说是琴谱,多是当年他随手记下的一些灵感,一段一段的不成篇章。如今他自己看了都觉得陌生的东西,傅逢朝一直为他完好保存着,终于交回到他手里。
梁玦一页一页翻过去,也逐渐记起当年他写下这些时的一个个瞬间,原以为早已遗忘的事情经年以后重新在他的记忆中鲜活起来。

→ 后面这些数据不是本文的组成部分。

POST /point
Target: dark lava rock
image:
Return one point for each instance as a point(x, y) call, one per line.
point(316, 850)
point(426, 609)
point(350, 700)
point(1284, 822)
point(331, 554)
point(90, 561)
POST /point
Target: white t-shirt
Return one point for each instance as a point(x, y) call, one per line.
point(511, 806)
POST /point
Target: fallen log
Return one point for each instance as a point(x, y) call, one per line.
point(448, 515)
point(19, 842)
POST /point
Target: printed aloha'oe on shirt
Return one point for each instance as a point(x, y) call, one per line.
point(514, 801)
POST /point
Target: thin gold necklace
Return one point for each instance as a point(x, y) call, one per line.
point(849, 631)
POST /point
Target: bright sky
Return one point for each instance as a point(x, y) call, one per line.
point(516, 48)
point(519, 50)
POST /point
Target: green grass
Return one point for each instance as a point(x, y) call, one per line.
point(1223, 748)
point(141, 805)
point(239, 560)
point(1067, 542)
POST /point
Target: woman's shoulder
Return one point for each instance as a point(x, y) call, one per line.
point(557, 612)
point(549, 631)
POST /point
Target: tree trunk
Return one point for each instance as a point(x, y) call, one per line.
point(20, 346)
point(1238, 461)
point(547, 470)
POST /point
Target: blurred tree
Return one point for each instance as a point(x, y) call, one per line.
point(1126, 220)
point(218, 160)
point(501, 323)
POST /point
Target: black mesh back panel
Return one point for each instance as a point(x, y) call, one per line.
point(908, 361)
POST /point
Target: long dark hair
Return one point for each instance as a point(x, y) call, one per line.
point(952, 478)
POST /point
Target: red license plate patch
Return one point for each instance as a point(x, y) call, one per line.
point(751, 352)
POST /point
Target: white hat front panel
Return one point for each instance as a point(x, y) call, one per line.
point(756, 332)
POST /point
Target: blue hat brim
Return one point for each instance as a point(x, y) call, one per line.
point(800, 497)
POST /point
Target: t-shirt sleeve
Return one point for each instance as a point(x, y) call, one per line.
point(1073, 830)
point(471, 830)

琴谱翻至最后一页合上,他很仔细地捻了捻四角,看着傅逢朝:“你当年拿到这个时,在我同学面前大哭了一场?”
傅逢朝皱眉:“没有。”
“有就有吧,不要不承认。”
梁玦放下琴谱,倾身向他,盯着他的眼睛:“傅逢朝,你哭起来是什么样的?我真的有点嫉妒我同学了,他看过我都没看过。”
傅逢朝道:“别想。”
梁玦笑起来:“我当然不想,你要是又伤心哭了,心疼的还是我,我舍不得。”
傅逢朝目露嫌弃:“别这么肉麻。”
梁玦觉得他确实有些不解风情,仗着自己现在醉了,贴上去捧住他的脸:“我说真的,虽然没看到,但我也不想再看你哭,我真舍不得。”
傅逢朝拉下他的手,故作淡定:“知道了。”
梁玦笑过又正经问他:“后来每次去看我同学演出,是不是真的想过希望台上的人是我?”
傅逢朝反问:“想就有用吗?你自己不想那也只是我的一厢情愿而已。”
梁玦叹道:“傅逢朝,你别每句话都呛我好不好?”
傅逢朝投降在他的眼神里,改了口:“想是想,也只能想而已。”
梁玦说:“等以后真的有机会,请你去看。”
傅逢朝问:“还要等多久?”
梁玦想了想,答:“下个月我们公司四十周年庆汇演,你先来凑合看看?”
傅逢朝的眼神又变成了嫌弃:“你先好好练着吧。”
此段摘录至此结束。